In LLM systems where every API call directly translates to cost, the principle of "cheapest first" is not merely technical elegance — it's an economic survival strategy. Every team building agentic systems will eventually face this problem.
"Open Source" Needs a New Definition 🤔
The Claude Code case raises profound questions about the meaning of "open source" in the AI era. Only the plugin interface (279 files) was publicly available in the official repository, while the core engine (4,600+ files) was hidden behind a commercial license. Can this rightly be called "open source"?
This is not a problem unique to Anthropic. Many AI products wear the "open" label while publishing only extension interfaces and keeping the core technology private. It is essential for users and developer communities to clearly recognize this distinction.
9. Closing Thoughts: What the Leak Tells Us 🎓
Through the absurd vector of an npm source map, the internals of Claude Code were revealed to the world — not as a simple API wrapper, but as a full-stack agent platform spanning 4,600 files.
Eight layers of defense, a 4-stage message compression hierarchy, diminishing returns detection, cost-aware error recovery, and cache-stability-conscious tool ordering — these details reflect production-level engineering that can't be found in any mere "API wrapper."
The unreleased features make Anthropic's future direction unmistakably clear. Voice mode, web browser automation, multi-agent coordinators, and the proactive Kairos mode all suggest that the transition from "coding assistant" to "autonomous software engineering platform" is already actively underway at the code level.

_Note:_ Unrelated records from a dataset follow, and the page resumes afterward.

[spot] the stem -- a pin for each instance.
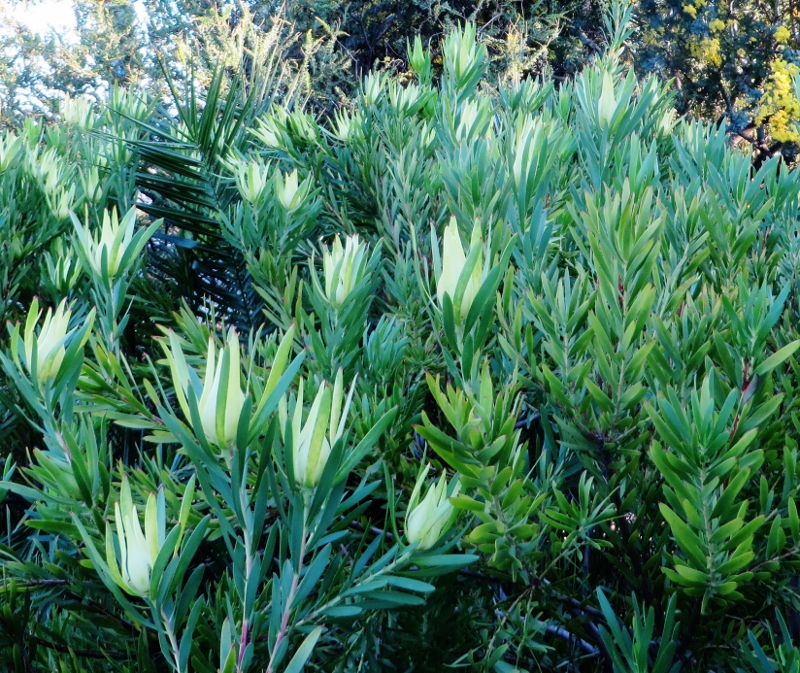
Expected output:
(287, 610)
(173, 642)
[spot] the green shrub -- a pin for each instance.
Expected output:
(533, 409)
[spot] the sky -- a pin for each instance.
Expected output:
(46, 15)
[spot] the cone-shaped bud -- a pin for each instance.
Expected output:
(343, 267)
(111, 246)
(312, 441)
(291, 193)
(221, 402)
(429, 519)
(454, 261)
(221, 396)
(49, 342)
(138, 551)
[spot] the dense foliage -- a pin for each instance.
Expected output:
(500, 376)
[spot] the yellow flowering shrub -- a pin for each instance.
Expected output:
(706, 51)
(716, 25)
(779, 108)
(782, 34)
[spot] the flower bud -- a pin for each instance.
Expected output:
(221, 402)
(137, 551)
(427, 521)
(49, 343)
(343, 268)
(454, 261)
(310, 445)
(251, 179)
(111, 246)
(290, 192)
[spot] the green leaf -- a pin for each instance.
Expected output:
(304, 652)
(777, 359)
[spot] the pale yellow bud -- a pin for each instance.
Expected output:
(428, 520)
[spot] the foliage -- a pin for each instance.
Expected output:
(536, 406)
(731, 59)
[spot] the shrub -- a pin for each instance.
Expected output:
(536, 411)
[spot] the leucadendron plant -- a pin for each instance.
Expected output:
(493, 376)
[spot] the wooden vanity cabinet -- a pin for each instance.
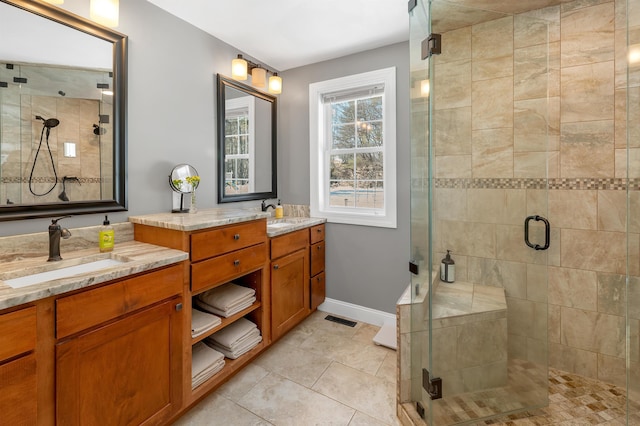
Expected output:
(18, 377)
(236, 252)
(317, 281)
(119, 351)
(289, 281)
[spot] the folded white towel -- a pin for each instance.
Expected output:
(237, 344)
(226, 296)
(233, 332)
(202, 321)
(202, 358)
(224, 313)
(238, 351)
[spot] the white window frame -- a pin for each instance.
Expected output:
(319, 151)
(244, 106)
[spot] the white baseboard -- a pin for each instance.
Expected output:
(357, 313)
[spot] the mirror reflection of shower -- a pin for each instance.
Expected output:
(47, 125)
(98, 130)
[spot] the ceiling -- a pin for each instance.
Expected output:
(286, 34)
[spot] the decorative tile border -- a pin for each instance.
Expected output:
(618, 184)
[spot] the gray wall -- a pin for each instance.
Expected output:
(365, 265)
(171, 120)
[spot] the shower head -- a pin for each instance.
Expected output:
(97, 130)
(49, 123)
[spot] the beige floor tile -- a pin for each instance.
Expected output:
(243, 382)
(218, 410)
(364, 357)
(284, 402)
(361, 419)
(303, 367)
(368, 394)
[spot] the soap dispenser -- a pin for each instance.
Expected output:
(448, 269)
(106, 237)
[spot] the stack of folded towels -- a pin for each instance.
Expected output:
(226, 300)
(202, 321)
(236, 339)
(205, 362)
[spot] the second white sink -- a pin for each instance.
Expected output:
(68, 271)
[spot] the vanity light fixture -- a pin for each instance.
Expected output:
(240, 68)
(105, 12)
(259, 76)
(275, 84)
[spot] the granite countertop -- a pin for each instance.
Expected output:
(276, 227)
(202, 219)
(136, 256)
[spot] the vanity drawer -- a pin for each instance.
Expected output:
(93, 307)
(17, 332)
(224, 240)
(226, 267)
(288, 243)
(316, 233)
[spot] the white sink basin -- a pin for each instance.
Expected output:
(278, 225)
(68, 271)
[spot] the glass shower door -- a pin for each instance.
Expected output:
(480, 120)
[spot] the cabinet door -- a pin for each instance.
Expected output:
(289, 291)
(124, 373)
(18, 395)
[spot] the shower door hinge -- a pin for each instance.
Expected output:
(413, 268)
(433, 385)
(431, 45)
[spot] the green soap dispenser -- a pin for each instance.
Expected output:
(106, 237)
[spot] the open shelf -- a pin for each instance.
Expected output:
(226, 321)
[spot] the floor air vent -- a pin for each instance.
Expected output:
(340, 320)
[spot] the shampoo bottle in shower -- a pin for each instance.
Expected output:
(106, 237)
(448, 269)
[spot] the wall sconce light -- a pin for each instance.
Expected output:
(105, 12)
(240, 68)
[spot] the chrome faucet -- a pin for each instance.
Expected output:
(55, 232)
(265, 206)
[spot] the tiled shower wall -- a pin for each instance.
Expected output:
(20, 138)
(502, 125)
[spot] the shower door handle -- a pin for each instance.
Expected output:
(547, 232)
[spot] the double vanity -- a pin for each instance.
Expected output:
(105, 338)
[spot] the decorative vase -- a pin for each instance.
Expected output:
(193, 208)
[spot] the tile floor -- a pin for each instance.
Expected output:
(320, 373)
(324, 373)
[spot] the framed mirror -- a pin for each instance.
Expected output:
(63, 88)
(246, 142)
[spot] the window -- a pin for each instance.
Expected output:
(238, 130)
(352, 149)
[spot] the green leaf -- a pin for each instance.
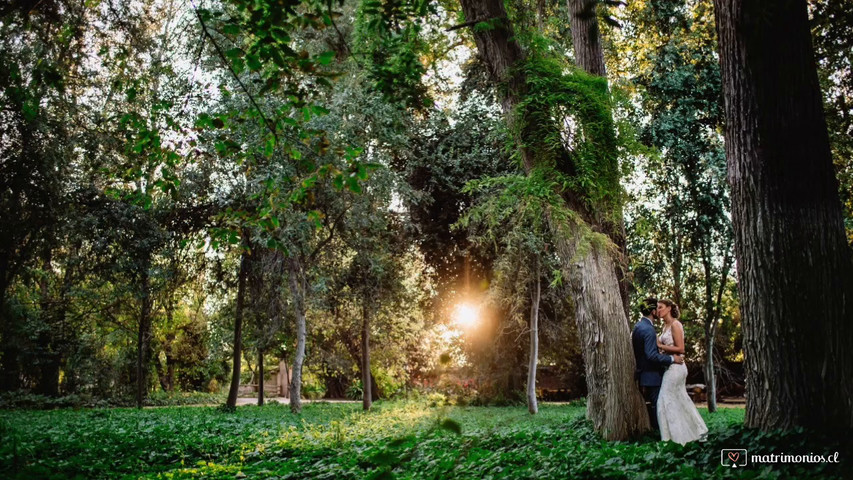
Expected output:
(253, 62)
(451, 425)
(326, 58)
(269, 146)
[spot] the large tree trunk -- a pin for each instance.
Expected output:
(355, 353)
(589, 56)
(794, 265)
(238, 325)
(143, 340)
(297, 290)
(260, 377)
(586, 38)
(614, 404)
(532, 406)
(366, 377)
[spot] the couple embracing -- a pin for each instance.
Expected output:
(661, 373)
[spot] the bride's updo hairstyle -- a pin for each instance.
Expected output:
(675, 311)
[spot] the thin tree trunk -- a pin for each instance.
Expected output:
(586, 38)
(260, 377)
(234, 390)
(614, 405)
(367, 395)
(297, 289)
(532, 406)
(143, 339)
(794, 265)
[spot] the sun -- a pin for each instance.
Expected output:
(465, 315)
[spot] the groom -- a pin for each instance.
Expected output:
(650, 363)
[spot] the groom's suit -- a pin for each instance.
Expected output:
(650, 365)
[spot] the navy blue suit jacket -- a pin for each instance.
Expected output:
(650, 363)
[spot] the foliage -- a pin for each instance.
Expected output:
(404, 440)
(832, 31)
(566, 124)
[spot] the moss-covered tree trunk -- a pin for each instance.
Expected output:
(589, 55)
(614, 403)
(532, 405)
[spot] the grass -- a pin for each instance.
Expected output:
(395, 440)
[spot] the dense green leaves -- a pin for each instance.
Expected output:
(394, 441)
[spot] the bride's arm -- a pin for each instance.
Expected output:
(677, 339)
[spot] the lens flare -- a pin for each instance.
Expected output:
(465, 315)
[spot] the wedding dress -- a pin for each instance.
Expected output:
(677, 416)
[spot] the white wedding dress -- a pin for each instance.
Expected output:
(677, 416)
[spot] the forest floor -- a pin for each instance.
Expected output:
(394, 440)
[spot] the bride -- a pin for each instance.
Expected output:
(678, 418)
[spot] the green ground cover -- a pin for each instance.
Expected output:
(395, 440)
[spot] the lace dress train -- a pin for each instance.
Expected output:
(677, 416)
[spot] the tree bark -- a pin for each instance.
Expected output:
(794, 265)
(143, 345)
(238, 324)
(614, 405)
(532, 406)
(260, 377)
(589, 56)
(367, 395)
(586, 38)
(355, 353)
(297, 290)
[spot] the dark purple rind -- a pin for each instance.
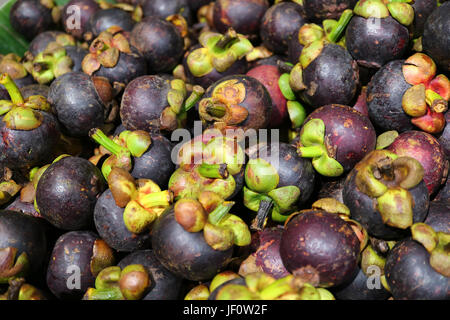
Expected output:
(67, 192)
(143, 101)
(159, 42)
(347, 130)
(332, 77)
(384, 98)
(323, 241)
(436, 36)
(410, 276)
(374, 42)
(108, 218)
(103, 19)
(243, 16)
(72, 250)
(76, 103)
(279, 24)
(186, 254)
(164, 284)
(362, 208)
(26, 148)
(128, 67)
(30, 17)
(26, 234)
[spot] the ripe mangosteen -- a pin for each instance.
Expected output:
(81, 102)
(23, 245)
(77, 258)
(277, 182)
(237, 101)
(336, 137)
(148, 155)
(436, 39)
(165, 8)
(325, 72)
(159, 42)
(407, 92)
(156, 104)
(244, 16)
(164, 284)
(111, 56)
(426, 149)
(199, 255)
(268, 75)
(321, 243)
(210, 163)
(217, 56)
(378, 33)
(124, 213)
(317, 11)
(29, 131)
(418, 268)
(102, 20)
(67, 192)
(31, 17)
(386, 194)
(75, 16)
(279, 24)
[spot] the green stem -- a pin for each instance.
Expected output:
(197, 93)
(265, 206)
(155, 199)
(219, 212)
(98, 136)
(213, 171)
(337, 30)
(311, 152)
(11, 87)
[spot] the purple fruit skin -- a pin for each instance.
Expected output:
(279, 24)
(73, 248)
(323, 241)
(164, 284)
(373, 42)
(384, 98)
(332, 77)
(348, 130)
(410, 276)
(108, 218)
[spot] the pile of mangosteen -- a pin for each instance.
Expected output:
(225, 150)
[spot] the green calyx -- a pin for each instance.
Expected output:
(174, 115)
(312, 145)
(12, 266)
(50, 64)
(386, 177)
(219, 52)
(20, 114)
(129, 143)
(223, 230)
(112, 283)
(437, 244)
(401, 10)
(261, 286)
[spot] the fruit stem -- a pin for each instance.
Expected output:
(265, 206)
(11, 87)
(197, 93)
(337, 30)
(213, 171)
(156, 199)
(227, 39)
(219, 212)
(98, 136)
(311, 152)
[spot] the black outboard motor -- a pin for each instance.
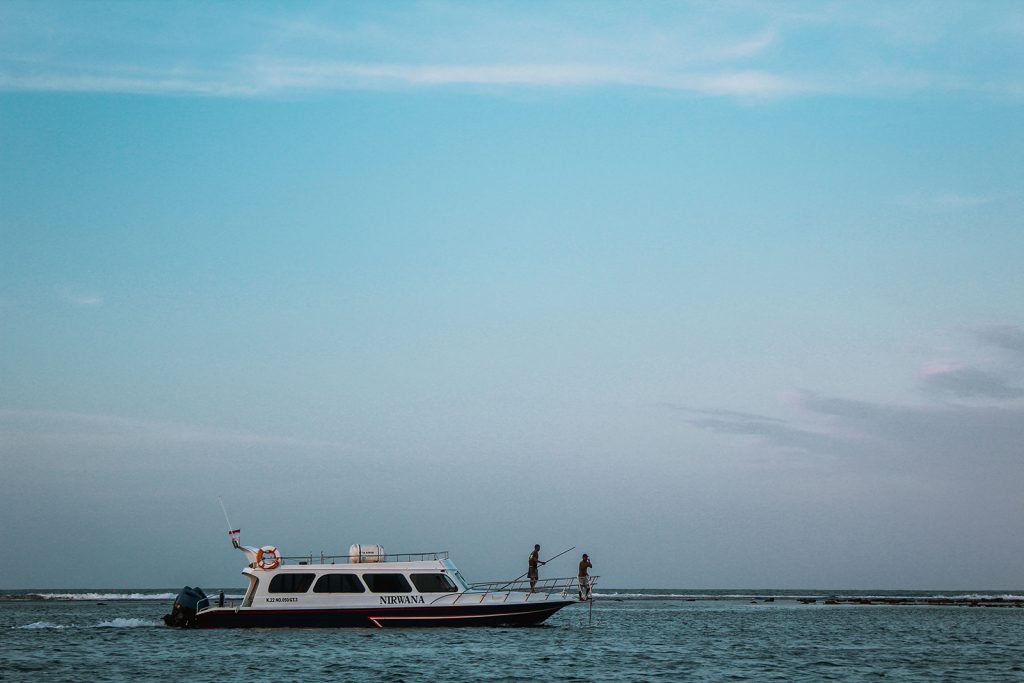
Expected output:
(189, 601)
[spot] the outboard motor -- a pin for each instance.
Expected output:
(189, 601)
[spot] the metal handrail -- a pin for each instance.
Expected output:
(544, 589)
(346, 559)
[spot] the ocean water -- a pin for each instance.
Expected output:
(628, 636)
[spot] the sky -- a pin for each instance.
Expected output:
(725, 294)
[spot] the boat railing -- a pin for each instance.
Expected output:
(519, 590)
(376, 559)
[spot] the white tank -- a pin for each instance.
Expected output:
(364, 553)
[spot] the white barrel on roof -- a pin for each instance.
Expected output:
(366, 553)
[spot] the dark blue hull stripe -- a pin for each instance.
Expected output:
(448, 615)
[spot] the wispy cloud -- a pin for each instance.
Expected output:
(723, 49)
(967, 382)
(980, 430)
(1007, 337)
(80, 298)
(82, 429)
(945, 202)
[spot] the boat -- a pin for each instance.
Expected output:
(371, 589)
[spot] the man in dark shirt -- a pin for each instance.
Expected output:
(584, 578)
(531, 566)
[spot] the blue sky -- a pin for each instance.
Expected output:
(734, 288)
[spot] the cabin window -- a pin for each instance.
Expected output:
(432, 583)
(339, 583)
(387, 583)
(291, 583)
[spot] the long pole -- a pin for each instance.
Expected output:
(527, 570)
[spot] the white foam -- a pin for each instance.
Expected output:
(107, 596)
(121, 623)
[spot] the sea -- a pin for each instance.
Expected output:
(624, 635)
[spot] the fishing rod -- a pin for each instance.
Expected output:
(542, 562)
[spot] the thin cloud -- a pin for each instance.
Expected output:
(967, 382)
(741, 51)
(946, 202)
(69, 428)
(1007, 337)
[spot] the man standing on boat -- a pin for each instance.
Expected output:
(584, 577)
(531, 567)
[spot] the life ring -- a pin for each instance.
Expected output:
(267, 558)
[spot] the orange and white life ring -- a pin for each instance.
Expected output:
(267, 557)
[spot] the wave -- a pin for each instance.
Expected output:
(119, 623)
(802, 595)
(89, 596)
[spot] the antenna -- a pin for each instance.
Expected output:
(231, 531)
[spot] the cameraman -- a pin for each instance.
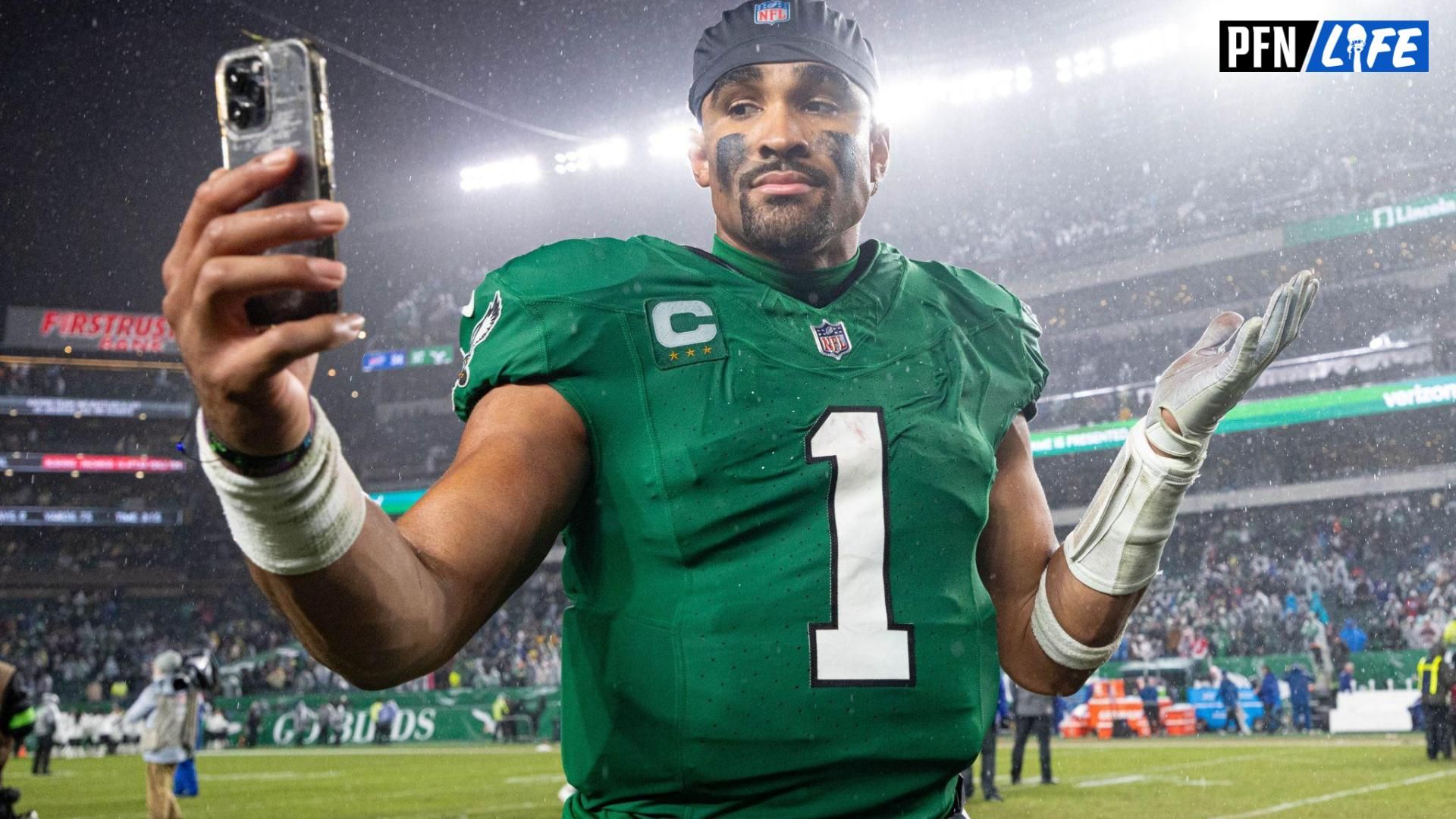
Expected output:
(17, 719)
(169, 708)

There is an irony here. Anthropic implemented a sophisticated security mechanism — build-time dead code elimination — yet neglected to exclude source map files from that same build pipeline. They wrapped users' file systems in 8 layers of onion-skin protection, while inadvertently exposing their own source code on npm. 🤷♀️
The patterns introduced in this analysis — cost-aware error recovery, multi-stage context compression, build-time feature gates, diminishing returns detection — are not specific to Claude Code. They are valuable reference material for any developer building agentic AI systems. The principle of "always try the cheapest recovery first" is a lesson that must be applied to every LLM application where API cost is a key variable.
Perhaps this is the essence of software engineering: even the most elaborately designed system can be undone by the simplest of mistakes. What Anthropic's engineers have built is genuinely impressive agentic architecture. They just need to remember to add *.map to their .npmignore file next time. 😉
This article is intended as a technical analysis of the leaked source code and does not encourage redistribution or use of that code. All code copyrights belong to Anthropic PBC.